It is also possible to use higher order polynomials in GW analysis. A third order polynomial fit has been used in different geolocational radiosonde observations to define atmospheric background. For example, Koushik et al. (2019) reported inertia gravity waves in the lower stratosphere using radiosonde from the measurement of vertical profiles of temperature, ozone, zonal wind, and meridional wind. A wavelet analysis (Section 2.6) was applied to the retrieved perturbed quantities in order to characterize GWs.

To investigate the applicability of limited angle tomography in GW research by using GLORIA limb sounder, Krisch et al. (2017) used a one-dimensional Savitzky–Golay filter (Savitzky and Golay, 1964) to determine the atmospheric background. This technique applies a cubic polynomial fit in a small subset of data and continues this process to the next subsets to smooth the data and eventually create the background planetary scale wave shapes. They applied this filter onto 25 vertical and 60 horizontal neighboring points in all three spatial directions. In this technique, they have been able to separate the waves having horizontal wavelengths of ∼ 750 km and vertical wavelengths of ∼ 3 km. The use of this filter has also been seen in the work by He et al. (2020). They stated the complete gravity wave spectrum characteristics that were obtained from three consecutive stages of balloon movement for the first time.

A fourth order polynomial fit was used to examine the properties of inertia gravity waves in the lower stratosphere using high resolution Omega-sonde ozone soundings (Guest et al., 2000). They fitted the polynomial to zonal wind and temperature measurements over the intervals of 0–9 km and 12–30 km. The difference between soundings and the background profiles defines the wave field which can be filtered out by using a Fourier transform to remove the very high or very low frequency oscillations. Dutta et al. (2017) reported the use of different order polynomial fits (2–9) as the background on observed instantaneous wind profiles by global positioning system radiosondes over Hyderabad (17.4°N, 78.5°E). They observed the difference of wave parameters calculated by varying order of polynomials, and found reasonably reduced difference when a “Butterworth” filter was applied to extract inertia gravity wave components.

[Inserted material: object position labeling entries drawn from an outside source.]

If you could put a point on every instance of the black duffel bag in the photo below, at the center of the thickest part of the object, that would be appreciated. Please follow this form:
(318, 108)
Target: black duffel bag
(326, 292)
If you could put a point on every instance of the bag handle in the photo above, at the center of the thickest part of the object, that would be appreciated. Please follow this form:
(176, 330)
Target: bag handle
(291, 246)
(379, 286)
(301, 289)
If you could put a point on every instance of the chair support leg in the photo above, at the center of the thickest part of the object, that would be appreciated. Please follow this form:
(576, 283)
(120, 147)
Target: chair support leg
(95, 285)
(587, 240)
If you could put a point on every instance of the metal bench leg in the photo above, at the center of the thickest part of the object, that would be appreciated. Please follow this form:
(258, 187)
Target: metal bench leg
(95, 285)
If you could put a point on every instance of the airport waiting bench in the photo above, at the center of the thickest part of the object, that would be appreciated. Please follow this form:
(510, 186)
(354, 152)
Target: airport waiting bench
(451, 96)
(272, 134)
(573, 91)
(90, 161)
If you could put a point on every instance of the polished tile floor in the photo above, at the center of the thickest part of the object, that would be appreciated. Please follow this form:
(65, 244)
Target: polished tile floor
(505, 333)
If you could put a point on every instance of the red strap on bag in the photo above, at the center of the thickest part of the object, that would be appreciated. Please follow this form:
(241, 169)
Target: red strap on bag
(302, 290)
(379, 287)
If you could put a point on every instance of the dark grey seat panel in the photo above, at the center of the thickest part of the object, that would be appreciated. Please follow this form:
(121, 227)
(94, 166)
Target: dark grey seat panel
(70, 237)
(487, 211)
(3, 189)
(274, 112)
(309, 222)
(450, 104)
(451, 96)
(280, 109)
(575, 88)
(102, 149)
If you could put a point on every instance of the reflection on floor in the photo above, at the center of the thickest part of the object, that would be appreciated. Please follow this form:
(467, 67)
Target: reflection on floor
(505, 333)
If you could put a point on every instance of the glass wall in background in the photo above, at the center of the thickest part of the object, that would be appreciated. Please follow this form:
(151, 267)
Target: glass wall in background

2.1.1 Use of Polynomial Fit in Martian GW Analysis

In a similar fashion, polynomial fits to determine the background state have been used in the studies of GWs in other planetary atmospheres such as Mars. Nakagawa et al. (2020) reported vertical wave propagation in the middle atmosphere of Mars by using MAVEN/IUVS observations. They presented a study on wave perturbation in a temperature profile from 20 to 140 km. They used second order polynomial fit as background temperature. A least square third order fit has been used as background temperature by Creasey et al. (2006) to analyze gravity wave activity in Mars Global Surveyor (MGS) radio occultation experiments. Ando et al. (2012) calculated vertical wavenumber spectra from temperature profiles acquired by the same MGS radio occultation experiments in an altitude range between 3 and 32 km. Authors in the latter two studies fitted a third order polynomial fit as the shape of the background temperature. An increased order (seventh order) polynomial fit has been used in the work by Yiğit et al. (2015) in the analysis of the Martian thermospheric gravity wave using the NGIMS instrument on board MAVEN. They demonstrated that the seventh order polynomial fit is an adequate estimate of the background atmospheric density profile fitted on a logarithmic scale of CO₂ number density. On Mars, it is demonstrated that almost identical features of GWs have been found from Ar and CO₂ density perturbations if a seventh order polynomial fit is used (England et al., 2017).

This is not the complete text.